Denizli

Ay: “Engelli hakları, insan haklarının ayrılmaz bir parçasıdır”

Altı Nokta Körler Derneği Denizli Şubesi Başkanı Kamil Ay, 10 Aralık İnsan Hakları Günü dolayısıyla yayımladığı mesajda, “Engelli hakları, insan haklarının ayrılmaz bir parçasıdır ve bu iki kavram birbirinden ayrı düşünülemez. Bu nedenle insan haklarının korunması ve geliştirilmesi, aynı zamanda engelli bireylerin haklarının da tam anlamıyla güvence altına alınması anlamına gelmektedir” ifadelerini kullandı.
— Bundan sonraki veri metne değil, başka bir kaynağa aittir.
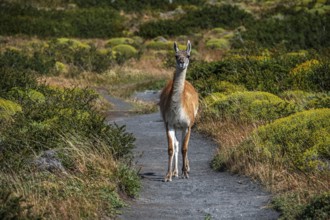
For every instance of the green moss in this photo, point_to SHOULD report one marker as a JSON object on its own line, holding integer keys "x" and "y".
{"x": 8, "y": 109}
{"x": 126, "y": 51}
{"x": 227, "y": 87}
{"x": 73, "y": 43}
{"x": 317, "y": 208}
{"x": 251, "y": 107}
{"x": 219, "y": 30}
{"x": 61, "y": 67}
{"x": 119, "y": 40}
{"x": 221, "y": 43}
{"x": 307, "y": 100}
{"x": 298, "y": 142}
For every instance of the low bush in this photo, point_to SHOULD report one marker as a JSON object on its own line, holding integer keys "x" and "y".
{"x": 317, "y": 208}
{"x": 307, "y": 100}
{"x": 203, "y": 18}
{"x": 124, "y": 52}
{"x": 14, "y": 207}
{"x": 60, "y": 55}
{"x": 139, "y": 5}
{"x": 297, "y": 30}
{"x": 119, "y": 40}
{"x": 264, "y": 73}
{"x": 83, "y": 23}
{"x": 221, "y": 43}
{"x": 297, "y": 143}
{"x": 249, "y": 106}
{"x": 8, "y": 109}
{"x": 88, "y": 150}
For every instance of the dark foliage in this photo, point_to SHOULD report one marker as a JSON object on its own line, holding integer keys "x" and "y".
{"x": 84, "y": 23}
{"x": 301, "y": 30}
{"x": 139, "y": 5}
{"x": 226, "y": 16}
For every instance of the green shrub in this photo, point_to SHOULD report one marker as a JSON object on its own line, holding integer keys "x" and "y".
{"x": 14, "y": 207}
{"x": 119, "y": 40}
{"x": 41, "y": 124}
{"x": 8, "y": 109}
{"x": 195, "y": 20}
{"x": 124, "y": 52}
{"x": 38, "y": 61}
{"x": 85, "y": 57}
{"x": 250, "y": 106}
{"x": 312, "y": 75}
{"x": 273, "y": 73}
{"x": 128, "y": 180}
{"x": 317, "y": 208}
{"x": 13, "y": 77}
{"x": 299, "y": 142}
{"x": 307, "y": 100}
{"x": 298, "y": 30}
{"x": 84, "y": 23}
{"x": 221, "y": 43}
{"x": 139, "y": 5}
{"x": 159, "y": 45}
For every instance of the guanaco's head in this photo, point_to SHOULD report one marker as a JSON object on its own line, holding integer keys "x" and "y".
{"x": 182, "y": 56}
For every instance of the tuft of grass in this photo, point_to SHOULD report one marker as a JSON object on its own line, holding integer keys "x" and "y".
{"x": 89, "y": 188}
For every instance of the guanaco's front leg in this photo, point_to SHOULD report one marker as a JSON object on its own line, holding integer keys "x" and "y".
{"x": 171, "y": 141}
{"x": 185, "y": 161}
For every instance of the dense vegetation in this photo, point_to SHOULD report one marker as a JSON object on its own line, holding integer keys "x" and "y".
{"x": 84, "y": 23}
{"x": 193, "y": 21}
{"x": 265, "y": 97}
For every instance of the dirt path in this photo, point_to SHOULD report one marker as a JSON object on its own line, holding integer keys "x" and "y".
{"x": 205, "y": 195}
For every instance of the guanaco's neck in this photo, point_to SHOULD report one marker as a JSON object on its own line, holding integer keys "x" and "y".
{"x": 178, "y": 84}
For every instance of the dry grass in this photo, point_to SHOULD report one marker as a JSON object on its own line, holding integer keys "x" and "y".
{"x": 87, "y": 190}
{"x": 277, "y": 179}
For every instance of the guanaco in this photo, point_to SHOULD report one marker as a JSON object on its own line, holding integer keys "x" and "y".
{"x": 179, "y": 106}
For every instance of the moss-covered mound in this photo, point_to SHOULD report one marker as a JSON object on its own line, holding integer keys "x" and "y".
{"x": 249, "y": 106}
{"x": 221, "y": 44}
{"x": 8, "y": 109}
{"x": 307, "y": 100}
{"x": 299, "y": 142}
{"x": 125, "y": 51}
{"x": 119, "y": 40}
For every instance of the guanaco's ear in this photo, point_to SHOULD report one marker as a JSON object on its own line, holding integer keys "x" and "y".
{"x": 188, "y": 47}
{"x": 175, "y": 46}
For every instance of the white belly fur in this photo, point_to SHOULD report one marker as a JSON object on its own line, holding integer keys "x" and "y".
{"x": 177, "y": 117}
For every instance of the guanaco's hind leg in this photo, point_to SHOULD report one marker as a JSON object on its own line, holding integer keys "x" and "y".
{"x": 171, "y": 139}
{"x": 176, "y": 158}
{"x": 185, "y": 161}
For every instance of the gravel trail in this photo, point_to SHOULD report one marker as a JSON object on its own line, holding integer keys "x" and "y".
{"x": 207, "y": 194}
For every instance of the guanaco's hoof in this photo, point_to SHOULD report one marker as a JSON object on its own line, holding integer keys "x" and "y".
{"x": 168, "y": 177}
{"x": 185, "y": 175}
{"x": 175, "y": 173}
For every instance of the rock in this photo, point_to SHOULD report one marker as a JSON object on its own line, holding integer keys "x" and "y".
{"x": 48, "y": 161}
Denizli Haber - Altı Nokta Körler Derneği Denizli Şubesi Başkanı Kamil Ay, 10 Aralık İnsan Hakları Günü dolayısıyla yayımladığı basın bildirisinde, insan onurunun, eşitlik ve özgürlüğün; yalnızca hukuki metinlerde yer alan kavramlar değil, günlük yaşamın her alanında somut şekilde hissedilmesi gereken evrensel haklar olduğunu vurguladı. Ay, bu hakların güvence altına alınmasının devletin, kurumların ve toplumun ortak sorumluluğu olduğunu dile getirerek, “Engelli hakları, insan haklarının ayrılmaz bir parçasıdır ve bu iki kavram birbirinden ayrı düşünülemez. Bu nedenle insan haklarının korunması ve geliştirilmesi, aynı zamanda engelli bireylerin haklarının da tam anlamıyla güvence altına alınması anlamına gelmektedir” dedi.

"Devletlere açık ve bağlayıcı görevler yüklemektedir"

Ay, Türkiye’nin, Birleşmiş Milletler İnsan Hakları Evrensel Beyannamesi’nin kabul edildiği 10 Aralık 1948’in mirasını taşırken, aynı zamanda Birleşmiş Milletler Engelli Hakları Sözleşmesi’ni (CRPD) 2008 yılında imzalayıp onaylayarak engelli bireylerin haklarını koruma konusunda uluslararası taahhüt altına girdiğine değinerek, “Bu sözleşme, 50 maddeden oluşan kapsamlı bir insan hakları belgesidir ve ayrımcılığın kaldırılması, erişilebilirlik, bağımsız yaşama katılım, bilgiye erişim, eğitime ve istihdama eşit katılım gibi temel hakları güvence altına alır. CRPD’nin; Erişilebilirlik, Bağımsız Yaşam ve Topluma Dahil Olma, Düşünce ve İfade Özgürlüğü ile Bilgiye Erişim, Eğitim, İş ve İstihdam ve Siyasal Yaşama Katılım gibi hükümleri, engellilerin hayatın her alanında eşit yurttaşlar olarak var olabilmesi için devletlere açık ve bağlayıcı görevler yüklemektedir” şeklinde konuştu.

"Bizler, daha adil, daha kapsayıcı ve daha erişilebilir bir Türkiye için çalışmayı sürdürüyoruz"

Türkiye Cumhuriyeti Anayasası’nın 10. ve 61. maddelerinin devletin engelli bireylerin sosyal hayata tam katılımını sağlama yükümlülüğünü açıkça ifade ettiğini söyleyen Ay, sözlerini şöyle sürdürdü: “Bu yasal çerçeve, engellilerin kamu hizmetlerine, bilgiye, eğitim alanlarına, istihdam olanaklarına ve şehir yaşamına eşit koşullarda erişmesini bir lütuf değil; temel bir hak olarak tanımlar.

Bugün, görme engellilerin bağımsız hareket edebildiği, bilgiye ve kamu hizmetlerine engelsiz erişebildiği, sarı çizgilerin kesintisiz olduğu, toplu taşımadan dijital platformlara kadar her alanın erişilebilir tasarlandığı bir kent yaşamı, uygulanabilir ve zorunlu bir hedeftir. Bu vizyonun gerçekleşmesi, ancak uluslararası sözleşmelere, ulusal mevzuata ve insan hakları ilkelerine tam uyumla mümkün olacaktır. Bizler, daha adil, daha kapsayıcı ve daha erişilebilir bir Türkiye için çalışmayı sürdürüyoruz. İnsan haklarının yalnızca sözde değil, pratikte yaşandığı bir gelecek umuduyla.”